Tara bit back a rising ‘Sorry’. Instead, she said, ‘It’s all a bit of a mess. The staff are working under difficult conditions so I’m grabbing them food and coffee.’

‘Sit while you wait.’ Rhianna kicked out a chair.

‘Thanks.’ As Tara sat, she remembered the cricket barbecue. ‘Do you want me to bring a salad or a dessert on Saturday?’

‘What’s easier for you?’

‘A salad.’ She relaxed, giving Rhianna an appreciative smile at her thoughtfulness. ‘Thanks. The veggie patch is going gangbusters at the moment.’

‘Ours isn’t. What’s your secret?’

‘Worm castings.’ Rhianna gave her a blank look. ‘Worm poo. I heard about it at the community garden.’

Kelly snorted. ‘You taking advice from Muslim peasants now?’

Tara tensed. ‘Last time I looked, Lachlan McKenzie wasn’t Muslim.’

‘But Fatima is.’ Kelly glared at her. ‘I got your email. What’s this shit about inviting her to book group?’

Tara tried not to flinch. ‘She and I had a really interesting conversation on the weekend about feminism and religion.’

‘So you’re ignoring us and socialising with her now?’ Kelly’s belligerent words were laced with hurt.

‘I’m not doing either of those things. I worked on Saturday and ran into Fatima,’ Tara said wearily. ‘Didn’t Al tell you I saw him at the store?’

‘No. Oh! Did he order the teak two-seater for the garden for Christmas?’ Kelly clapped her hands over her ears. ‘No, wait. Don’t tell me. I want it to be a surprise.’

‘My lips are sealed.’ Tara wished the coffees would hurry up.

‘Tara, we’re worried about you,’ Rhianna said, her expression its usual calm.

A hundred thoughts flitted in Tara’s mind, from ‘Thank you’ to ‘I didn’t know’.

‘Yes,’ Kelly said. ‘We were just discussing it when you walked in. You’ve changed.’

‘No, I haven’t.’

‘Yes, you have! First you went all early midlife crisis on us training for a marathon, but since Jon got sick …’

Unspoken words hung between them.

Rhianna sighed. ‘We’re trying hard to be there for you and Jon, but you’re not making it easy.’

Incredulity pummelled Tara. ‘I’m not making it easy?’

Kelly nodded. ‘Every time we reach out, you block us.’

Reach out? Her mind floundered, trying to find an example of them reaching out. ‘When did I block you?’

‘I’ve been asking on WhatsApp when we’re all getting together, but you ignore me. You haven’t even set up an event.’

‘You could have done that.’

‘I’m hardly going to invite myself to your house, am I?’

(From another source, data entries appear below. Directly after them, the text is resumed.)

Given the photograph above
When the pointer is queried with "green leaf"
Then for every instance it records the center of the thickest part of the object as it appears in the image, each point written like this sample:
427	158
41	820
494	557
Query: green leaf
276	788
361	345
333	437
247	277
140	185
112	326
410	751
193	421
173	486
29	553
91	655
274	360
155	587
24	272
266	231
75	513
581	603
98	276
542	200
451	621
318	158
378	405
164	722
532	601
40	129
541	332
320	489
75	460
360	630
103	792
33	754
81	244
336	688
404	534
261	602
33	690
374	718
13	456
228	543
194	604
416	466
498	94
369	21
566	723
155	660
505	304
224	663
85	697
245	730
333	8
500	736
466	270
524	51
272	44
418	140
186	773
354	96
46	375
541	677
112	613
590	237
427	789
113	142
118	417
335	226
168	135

It hasn’t stopped you before.

Tara spoke slowly to keep her voice even. ‘I meant you could have invited us over to your place—’

‘You know the house isn’t finished.’

The Kvant house had been in a state of permanent renovation for six years. ‘The weatherboards don’t have to be freshly painted for a barbecue!’

‘There’s no need to lash out at Kelly,’ Rhianna said. ‘This is a perfect example of what we’re talking about.’

‘And we always come to your place,’ Kelly said. ‘We even did brunch when it wasn’t convenient.’

‘I’m working.’

‘We’re all working,’ Rhianna said. ‘And to be fair, Kelly’s been working more hours than you for years.’

Tara lurched between fury and incomprehension. ‘Your husbands don’t have a chronic illness that’s changed your lives forever. You’re not constantly worried their medication is going to make them binge eat or binge shop or worse. You’re not doing the bulk of the cooking because sharp knives and hot pans need a steady hand. And you don’t have to plan your day around the hours their energy levels are at their peak and deal with the times they can’t do things everyone takes for granted.’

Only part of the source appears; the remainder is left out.